El alivio fiscal ayudó a muchas bodegas pequeñas, pero también mantuvo actividades marginales o poco rentables y contribuyó al exceso de oferta, según la misma interpretación. Esa fue una de las razones que llevaron al Parlamento a endurecer las normas en 2017, bajo la etapa de Malcolm Turnbull y Scott Morrison. La reforma redujo el máximo del reembolso de $500.000 a $350.000.

Como compensación para las bodegas con venta directa al consumidor, el Gobierno creó entonces el Wine Tourism and Cellar Door Grant, una ayuda separada del canal tributario ordinario dotada con $10 millones al año y con subvenciones de hasta $100.000 por empresa. Aunque nació con vocación temporal, distintos gobiernos la mantuvieron.
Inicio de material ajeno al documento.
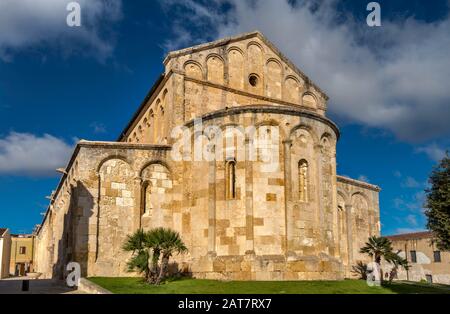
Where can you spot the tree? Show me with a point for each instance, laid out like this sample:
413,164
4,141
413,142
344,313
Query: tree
360,269
138,244
377,248
167,242
397,261
151,252
438,204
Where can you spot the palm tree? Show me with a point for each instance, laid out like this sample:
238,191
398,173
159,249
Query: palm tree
167,242
397,261
148,248
138,244
360,269
377,248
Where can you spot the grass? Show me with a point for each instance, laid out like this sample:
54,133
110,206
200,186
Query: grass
196,286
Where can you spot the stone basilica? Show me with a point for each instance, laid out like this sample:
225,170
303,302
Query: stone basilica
240,221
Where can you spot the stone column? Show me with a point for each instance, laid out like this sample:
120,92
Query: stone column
250,243
212,168
138,206
348,212
289,215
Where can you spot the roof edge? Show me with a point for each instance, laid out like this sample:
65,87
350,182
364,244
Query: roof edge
228,40
363,184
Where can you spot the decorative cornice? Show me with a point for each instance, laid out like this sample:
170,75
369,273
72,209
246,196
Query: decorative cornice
267,109
229,40
359,183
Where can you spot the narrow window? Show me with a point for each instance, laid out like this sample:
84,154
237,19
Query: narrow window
413,257
303,180
437,256
146,206
231,179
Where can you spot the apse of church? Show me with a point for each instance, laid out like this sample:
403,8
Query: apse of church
242,217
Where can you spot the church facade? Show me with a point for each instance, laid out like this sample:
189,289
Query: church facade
231,148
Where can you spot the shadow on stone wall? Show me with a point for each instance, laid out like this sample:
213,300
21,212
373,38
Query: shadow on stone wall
73,244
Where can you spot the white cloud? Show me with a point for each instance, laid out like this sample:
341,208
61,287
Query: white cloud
411,220
363,178
31,23
410,182
408,230
26,154
394,76
434,151
98,127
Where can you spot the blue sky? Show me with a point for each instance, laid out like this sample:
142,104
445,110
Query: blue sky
388,86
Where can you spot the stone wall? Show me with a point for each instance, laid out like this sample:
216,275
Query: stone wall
240,217
358,217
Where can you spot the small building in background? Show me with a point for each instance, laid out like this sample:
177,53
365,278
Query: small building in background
425,260
22,250
5,250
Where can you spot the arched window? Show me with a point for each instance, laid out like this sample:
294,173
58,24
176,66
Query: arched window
303,180
231,179
146,205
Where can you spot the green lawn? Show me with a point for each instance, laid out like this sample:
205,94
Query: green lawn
195,286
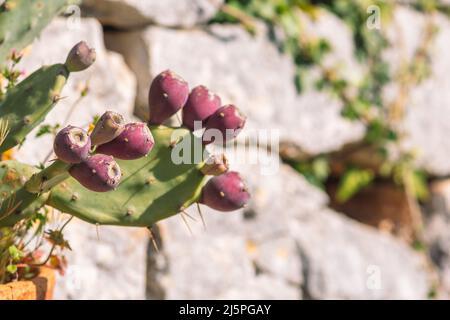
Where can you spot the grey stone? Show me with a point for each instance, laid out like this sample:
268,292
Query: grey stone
426,122
111,84
436,232
245,70
138,13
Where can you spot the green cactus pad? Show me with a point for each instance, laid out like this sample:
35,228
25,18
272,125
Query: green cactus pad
152,188
22,20
15,202
27,104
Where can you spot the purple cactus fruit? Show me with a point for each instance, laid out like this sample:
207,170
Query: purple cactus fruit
72,145
99,173
226,192
215,165
200,105
168,94
80,57
109,126
227,120
134,142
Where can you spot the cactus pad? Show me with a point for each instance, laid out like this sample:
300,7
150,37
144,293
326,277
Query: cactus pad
15,201
152,188
22,20
27,104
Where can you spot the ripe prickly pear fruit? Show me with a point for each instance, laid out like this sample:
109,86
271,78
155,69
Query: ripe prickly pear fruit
109,126
227,120
168,94
200,105
99,173
226,192
215,165
134,142
80,57
72,145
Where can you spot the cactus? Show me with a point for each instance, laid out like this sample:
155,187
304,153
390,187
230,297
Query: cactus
99,173
201,104
134,142
108,127
15,201
226,121
72,145
22,20
168,93
152,187
36,96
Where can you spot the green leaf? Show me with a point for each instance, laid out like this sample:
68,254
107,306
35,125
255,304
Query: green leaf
352,182
15,253
12,268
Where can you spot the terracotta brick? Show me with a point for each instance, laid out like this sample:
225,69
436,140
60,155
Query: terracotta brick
5,292
44,283
23,290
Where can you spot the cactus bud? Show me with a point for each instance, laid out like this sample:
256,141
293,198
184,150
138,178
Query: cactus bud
200,105
109,126
72,145
134,142
226,192
80,57
215,165
227,120
99,173
168,94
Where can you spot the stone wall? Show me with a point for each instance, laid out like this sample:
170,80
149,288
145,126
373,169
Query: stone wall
287,244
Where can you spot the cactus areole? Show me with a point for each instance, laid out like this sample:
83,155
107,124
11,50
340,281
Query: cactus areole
134,142
168,93
226,192
72,145
99,173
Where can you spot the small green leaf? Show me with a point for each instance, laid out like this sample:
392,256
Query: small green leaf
352,182
12,268
15,253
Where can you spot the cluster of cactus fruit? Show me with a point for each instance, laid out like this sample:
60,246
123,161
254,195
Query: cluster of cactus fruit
121,173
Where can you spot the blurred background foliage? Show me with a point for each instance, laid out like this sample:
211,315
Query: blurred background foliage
361,101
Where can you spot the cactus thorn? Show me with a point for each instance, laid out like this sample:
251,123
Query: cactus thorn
27,120
201,215
97,230
186,223
153,239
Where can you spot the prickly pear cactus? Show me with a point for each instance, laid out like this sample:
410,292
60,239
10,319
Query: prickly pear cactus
27,104
15,201
152,188
22,20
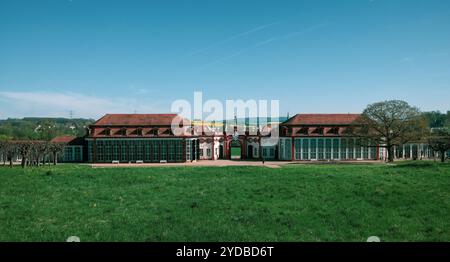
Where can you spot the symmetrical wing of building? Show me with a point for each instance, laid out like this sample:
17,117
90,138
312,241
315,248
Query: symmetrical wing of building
139,138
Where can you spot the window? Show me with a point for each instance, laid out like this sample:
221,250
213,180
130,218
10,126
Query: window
139,149
77,153
358,148
179,150
304,130
188,150
327,148
343,148
336,149
124,151
305,149
351,148
313,149
155,150
320,148
163,150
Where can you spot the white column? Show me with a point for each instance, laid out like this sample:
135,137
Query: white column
410,151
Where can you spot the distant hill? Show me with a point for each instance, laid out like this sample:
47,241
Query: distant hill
42,128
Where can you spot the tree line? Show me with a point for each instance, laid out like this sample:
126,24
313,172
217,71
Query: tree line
37,128
31,152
En febrero de 2025, el Ejecutivo de Albanese incluso elevó el tope del WET rebate hasta $400.000, lo que confirmó la continuidad de las ayudas mientras se aplazaba una revisión más amplia.

Esa revisión llegó a plantearse en la Emerson Review de 2025, que propuso cambios en la WET. El Gobierno se limitó a tomar nota de esas recomendaciones y no dio pasos concretos para aplicarlas. Antes, en 2009, la Henry Tax Review ya había aconsejado abandonar el modelo ad valorem y sustituirlo por una tasa volumétrica basada en el contenido real de alcohol puro por litro, como ocurre con la cerveza y los destilados.

La diferencia entre ambos modelos no es menor. Con la WET actual, un vino más caro paga más impuesto aunque no tenga mayor graduación. Con una tasa volumétrica, el gravamen depende del alcohol contenido en la bebida. Quienes apoyan esta vía sostienen que el cambio aliviaría la carga relativa sobre el vino premium, simplificaría la arquitectura de reembolsos y desincentivaría el consumo de alcohol barato con mucha graduación.

No todo el sector ha compartido esa visión. En su momento, la Winemakers’ Federation of Australia y el Wine Grape Growers’ Council of Australia rechazaron el paso a un esquema volumétrico por el golpe que podía suponer para las ventas de grandes volúmenes comerciales. Aun así, la retirada del Wine Tourism and Cellar Door Grant ha devuelto esa opción a la discusión pública en un mercado que trata de orientar parte de su oferta hacia vinos de mayor valor.

Cavanagh plantea que un sistema tributario que necesita devoluciones, umbrales, excepciones y ayudas paralelas para resultar aceptable tiene un problema de diseño. Su propuesta pasa por simplificar: sin reembolsos, sin resquicios, sin topes y sin subvenciones directas. A falta de una decisión política, la industria australiana vuelve a debatir si conviene rebajar de forma estructural la WET o sustituirla por un impuesto ligado al alcohol contenido, una decisión con efectos posibles sobre la formación de precios, la rentabilidad de las bodegas y la posición del vino frente a la cerveza y los destilados tanto en el mercado interno como en exportación.